BAKER: “And we woke up the next morning at eight and we had six emails with submissions, and none of them were from the United States.”
Ambi: “Grinny Memories”
GREEN: This piece is called “Grinny Memories,” by a Lithuanian sound artist who goes by “Gintas K.” It’s one of thirty-six chosen for the festival from nearly two hundred and fifty pieces submitted. Some are tranquil soundscapes. Others use ordinary sounds to transport you to a place.
(SOUND: farm sounds – mooing, neighing)
GREEN: — and then bend and distort the familiar into something new.
(SOUND: Farm sounds change to more jarring electronic noise)
GREEN: A few entries feature recorded voices, rendered abstract and poetic by repetition. Like this piece, which Kyle Baker created using verses from an audio Bible.
(SOUND: “Hate what is evil. Cling to what is good…“)
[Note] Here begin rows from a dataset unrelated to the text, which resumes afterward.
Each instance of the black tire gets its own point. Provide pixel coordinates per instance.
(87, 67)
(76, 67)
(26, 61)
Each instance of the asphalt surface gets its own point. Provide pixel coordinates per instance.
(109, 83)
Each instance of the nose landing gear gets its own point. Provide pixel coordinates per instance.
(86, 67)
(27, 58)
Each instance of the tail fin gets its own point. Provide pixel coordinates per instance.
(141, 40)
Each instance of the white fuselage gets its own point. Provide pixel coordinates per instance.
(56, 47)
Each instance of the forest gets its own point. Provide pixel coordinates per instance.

GREEN: On Saturday night, during Downtown Nashville’s monthly Art Crawl event, the sound pieces will be playing at seven downtown galleries, most of them in the Arcade. By associating SoundCrawl with a popular gallery tour, Doenges and Baker hope to harness an audience that’s already open to experiencing something unconventional.
(SOUND: “Tranquility”)
GREEN: Still, they know they’re taking a big risk introducing this kind of avant-garde work to new ears.
BAKER: “We tried to select pieces that moved pretty quickly, knowing there are people who’ve never heard anything like this outside of maybe Bjork or Imogene Heap or something. And this can open up their eyes.”
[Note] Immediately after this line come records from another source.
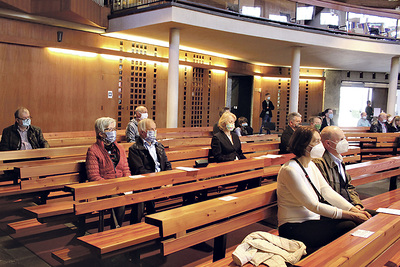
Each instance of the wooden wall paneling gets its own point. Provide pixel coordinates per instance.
(255, 121)
(303, 100)
(284, 97)
(316, 88)
(160, 80)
(SOUND: “Tranquility” up full)
GREEN: What’s opened Doenges and Baker’s eyes is the response they’re getting from the local creative community as word of the festival gets out. Even after the deadline, audio engineers, technicians, and all kinds of folks who usually help others make music, keep submitting pieces. Baker says these are the people whose creativity he wants to encourage. People who engineer Bob Dylan’s album at their day job, and then play with their digital audio software in the basement at night. These are the people who push the envelope —
BAKER: “..the tinkerers and the entrepreneurs and the inventors, because they’re exploring just to explore, they are valuable to the rest of society as explorers. And you’ll see things move from an avant-garde piece to a pop album in two or three years, and that space is getting closer and closer and closer.”
GREEN: As with any vanguard movement, some experiments and innovations will always fail. But the ones that succeed will likely blaze the trail for a mainstream culture following closely in their wake. For Nashville Public Radio, I’m Kim Green.